# FO: Swallowtail shawl (picture warning)



## frazzlehead (Aug 23, 2005)

I finished this quite some time ago, but just got pictures up now.

My DH gave me some of Ashford's merino/silk top for my birthday in shades of purple, which are my mom's 'best colours'. I spun it up (oh it was lovely to spin) and decided it wanted to be a lace shawl. I'd never done lace before, but I tackled Swallowtail with some encouragement from local knitters who'd done it before.

Here is the finished project:










_Yes, those are nupps! They aren't as bad as you think - but use good needles, I broke an elcheapo plastic circ doing them!_


----------



## frazzlehead (Aug 23, 2005)

I'm mailing it to my mom today ... she was going to get it for Christmas, but my parents have just recently decided they don't want to celebrate the holidays anymore (my dad suffers from a constellation of depressive illnesses and other problems, and it's just too much strain for him) so ... I'm sending it to her now so she can't say it's a holiday gift and it's far enough from any holiday that it won't upset my father (I hope!). 

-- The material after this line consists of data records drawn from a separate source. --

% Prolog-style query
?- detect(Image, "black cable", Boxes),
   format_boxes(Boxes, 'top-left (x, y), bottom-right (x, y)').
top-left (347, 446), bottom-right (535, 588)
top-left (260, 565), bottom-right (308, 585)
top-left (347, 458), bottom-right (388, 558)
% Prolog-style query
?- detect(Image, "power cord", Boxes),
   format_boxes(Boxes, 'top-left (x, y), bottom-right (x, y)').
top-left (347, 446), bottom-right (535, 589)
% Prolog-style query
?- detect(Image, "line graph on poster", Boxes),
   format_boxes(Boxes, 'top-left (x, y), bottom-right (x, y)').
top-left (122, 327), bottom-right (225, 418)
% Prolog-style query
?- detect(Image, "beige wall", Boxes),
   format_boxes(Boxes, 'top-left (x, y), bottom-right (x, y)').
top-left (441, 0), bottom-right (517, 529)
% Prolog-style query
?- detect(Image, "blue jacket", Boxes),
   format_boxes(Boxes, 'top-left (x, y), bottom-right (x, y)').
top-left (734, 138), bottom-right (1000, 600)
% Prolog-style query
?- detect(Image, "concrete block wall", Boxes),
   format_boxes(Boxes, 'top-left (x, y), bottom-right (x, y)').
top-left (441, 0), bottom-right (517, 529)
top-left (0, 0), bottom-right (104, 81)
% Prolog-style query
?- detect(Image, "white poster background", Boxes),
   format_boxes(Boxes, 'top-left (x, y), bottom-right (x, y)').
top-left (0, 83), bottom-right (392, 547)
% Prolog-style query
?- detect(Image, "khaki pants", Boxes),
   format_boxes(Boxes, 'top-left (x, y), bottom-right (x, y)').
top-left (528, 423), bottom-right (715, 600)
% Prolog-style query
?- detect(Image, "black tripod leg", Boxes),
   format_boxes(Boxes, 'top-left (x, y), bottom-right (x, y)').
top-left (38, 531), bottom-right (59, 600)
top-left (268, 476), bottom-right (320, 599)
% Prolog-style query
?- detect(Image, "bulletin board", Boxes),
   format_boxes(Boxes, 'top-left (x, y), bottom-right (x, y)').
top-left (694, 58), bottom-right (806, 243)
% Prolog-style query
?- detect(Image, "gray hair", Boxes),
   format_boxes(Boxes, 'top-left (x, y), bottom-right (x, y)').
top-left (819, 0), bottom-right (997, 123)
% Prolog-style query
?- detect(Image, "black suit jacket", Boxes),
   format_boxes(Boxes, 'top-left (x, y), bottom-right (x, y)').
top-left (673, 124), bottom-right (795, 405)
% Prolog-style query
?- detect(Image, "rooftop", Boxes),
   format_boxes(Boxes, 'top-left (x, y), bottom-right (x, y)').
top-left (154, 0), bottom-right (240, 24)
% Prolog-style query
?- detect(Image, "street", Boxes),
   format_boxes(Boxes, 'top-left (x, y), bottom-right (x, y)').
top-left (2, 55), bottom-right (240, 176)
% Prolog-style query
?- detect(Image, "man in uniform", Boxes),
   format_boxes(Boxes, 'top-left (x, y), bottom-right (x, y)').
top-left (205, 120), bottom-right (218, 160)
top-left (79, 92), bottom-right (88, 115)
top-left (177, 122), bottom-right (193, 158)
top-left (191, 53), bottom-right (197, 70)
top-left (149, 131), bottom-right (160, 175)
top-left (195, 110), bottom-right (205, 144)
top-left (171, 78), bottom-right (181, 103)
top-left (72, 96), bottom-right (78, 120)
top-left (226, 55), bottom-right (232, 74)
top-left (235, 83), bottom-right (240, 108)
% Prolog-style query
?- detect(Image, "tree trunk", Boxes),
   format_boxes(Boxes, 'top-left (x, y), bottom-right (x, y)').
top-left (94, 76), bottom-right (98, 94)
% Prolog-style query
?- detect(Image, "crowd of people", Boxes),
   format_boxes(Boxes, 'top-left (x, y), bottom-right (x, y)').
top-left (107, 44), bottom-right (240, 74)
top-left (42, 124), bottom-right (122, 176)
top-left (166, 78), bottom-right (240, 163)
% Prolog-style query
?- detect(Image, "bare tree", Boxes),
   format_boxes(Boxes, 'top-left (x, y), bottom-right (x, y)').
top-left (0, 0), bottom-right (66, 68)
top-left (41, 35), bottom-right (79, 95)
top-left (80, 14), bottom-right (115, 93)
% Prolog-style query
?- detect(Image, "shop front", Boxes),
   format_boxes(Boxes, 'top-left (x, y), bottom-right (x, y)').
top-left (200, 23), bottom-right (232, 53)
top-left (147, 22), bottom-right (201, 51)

_Forgive the wrinkle ... it'd been wrapped up in tissue paper for a few months when I finally took it out for pictures!_


----------



## gone-a-milkin (Mar 4, 2007)

Absolutely STUN-o-RAMA!!!

Great job! You Mama is a lucky lady, to receive such a beautious object.

The only thing you are missing is the pic of it held out like butterfly wings across your back.


----------



## springvalley (Jun 23, 2009)

Wow!! What a first lace project!! I bow down to you! Seriously, it's beautiful.
Catherine


----------



## Marchwind (May 10, 2002)

I am SO impressed! One day I too will knit lace, I will.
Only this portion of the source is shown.